Create a job that automaticle upload policies to anchore engin:

---
apiVersion: v1
kind: ConfigMap
metadata:
  name: anchore-policys
data:
  production_bundle.json: |-
    {
        "blacklisted_images": [], 
        "comment": "Production bundle", 
        "id": "production_bundle", 
        "mappings": [
            {
                "id": "c4f9bf74-dc38-4ddf-b5cf-00e9c0074611", 
                "image": {
                    "type": "tag", 
                    "value": "*"
                }, 
                "name": "default", 
                "policy_id": "48e6f7d6-1765-11e8-b5f9-8b6f228548b6", 
                "registry": "*", 
                "repository": "*", 
                "whitelist_ids": [
                    "37fd763e-1765-11e8-add4-3b16c029ac5c"
                ]
            }
        ], 
        "name": "production bundle", 
        "policies": [
            {
                "comment": "System default policy", 
                "id": "48e6f7d6-1765-11e8-b5f9-8b6f228548b6", 
                "name": "DefaultPolicy", 
                "rules": [
                    {
                        "action": "STOP", 
                        "gate": "dockerfile", 
                        "id": "312d9e41-1c05-4e2f-ad89-b7d34b0855bb", 
                        "params": [
                            {
                                "name": "instruction", 
                                "value": "HEALTHCHECK"
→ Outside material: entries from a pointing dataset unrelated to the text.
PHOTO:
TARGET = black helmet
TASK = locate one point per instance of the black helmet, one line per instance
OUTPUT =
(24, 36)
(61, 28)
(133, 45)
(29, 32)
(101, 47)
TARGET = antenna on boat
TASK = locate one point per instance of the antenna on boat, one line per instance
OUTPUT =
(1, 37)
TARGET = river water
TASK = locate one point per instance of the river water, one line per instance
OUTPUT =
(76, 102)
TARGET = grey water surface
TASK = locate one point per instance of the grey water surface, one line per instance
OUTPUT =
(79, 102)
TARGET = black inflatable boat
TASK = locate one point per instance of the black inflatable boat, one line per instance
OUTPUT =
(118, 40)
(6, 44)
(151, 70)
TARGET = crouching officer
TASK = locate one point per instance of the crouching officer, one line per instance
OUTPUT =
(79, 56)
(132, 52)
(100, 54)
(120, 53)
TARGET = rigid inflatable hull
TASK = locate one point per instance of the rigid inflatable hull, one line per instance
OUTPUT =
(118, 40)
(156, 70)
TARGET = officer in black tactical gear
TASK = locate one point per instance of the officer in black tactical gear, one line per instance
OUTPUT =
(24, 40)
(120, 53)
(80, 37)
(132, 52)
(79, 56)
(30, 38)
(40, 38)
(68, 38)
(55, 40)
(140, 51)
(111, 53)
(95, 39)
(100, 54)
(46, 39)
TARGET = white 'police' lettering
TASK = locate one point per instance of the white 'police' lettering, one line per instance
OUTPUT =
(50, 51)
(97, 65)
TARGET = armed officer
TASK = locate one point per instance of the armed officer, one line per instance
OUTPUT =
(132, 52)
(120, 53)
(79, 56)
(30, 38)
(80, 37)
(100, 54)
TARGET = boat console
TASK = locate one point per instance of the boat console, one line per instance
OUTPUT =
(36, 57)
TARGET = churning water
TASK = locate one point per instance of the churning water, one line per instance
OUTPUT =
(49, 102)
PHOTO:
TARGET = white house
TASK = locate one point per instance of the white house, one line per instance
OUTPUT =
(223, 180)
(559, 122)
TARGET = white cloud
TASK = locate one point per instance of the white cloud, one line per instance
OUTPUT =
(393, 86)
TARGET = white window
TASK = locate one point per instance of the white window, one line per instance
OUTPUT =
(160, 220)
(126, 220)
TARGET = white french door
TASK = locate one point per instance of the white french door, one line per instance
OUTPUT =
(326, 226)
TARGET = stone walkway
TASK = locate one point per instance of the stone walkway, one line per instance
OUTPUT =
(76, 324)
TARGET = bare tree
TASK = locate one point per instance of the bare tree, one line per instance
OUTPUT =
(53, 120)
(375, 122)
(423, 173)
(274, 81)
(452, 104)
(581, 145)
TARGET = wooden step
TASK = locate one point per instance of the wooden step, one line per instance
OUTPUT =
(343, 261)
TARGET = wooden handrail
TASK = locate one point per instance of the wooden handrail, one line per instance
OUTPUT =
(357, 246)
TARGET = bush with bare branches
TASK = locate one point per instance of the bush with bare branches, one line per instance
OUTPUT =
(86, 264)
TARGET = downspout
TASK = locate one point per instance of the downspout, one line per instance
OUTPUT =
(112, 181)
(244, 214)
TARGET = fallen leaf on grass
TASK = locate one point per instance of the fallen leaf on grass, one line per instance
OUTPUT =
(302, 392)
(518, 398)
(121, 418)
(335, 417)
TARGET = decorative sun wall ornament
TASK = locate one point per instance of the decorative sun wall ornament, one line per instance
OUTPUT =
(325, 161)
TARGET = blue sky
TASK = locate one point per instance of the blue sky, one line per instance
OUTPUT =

                            }, 
                            {
                                "name": "check", 
                                "value": "not_exists"
                            }
                        ], 
                        "trigger": "instruction"
                    }, 
                    {
                        "action": "STOP", 
                        "gate": "vulnerabilities", 
                        "id": "b30e8abc-444f-45b1-8a37-55be1b8c8bb5", 
                        "params": [
                            {
                                "name": "package_type", 
                                "value": "all"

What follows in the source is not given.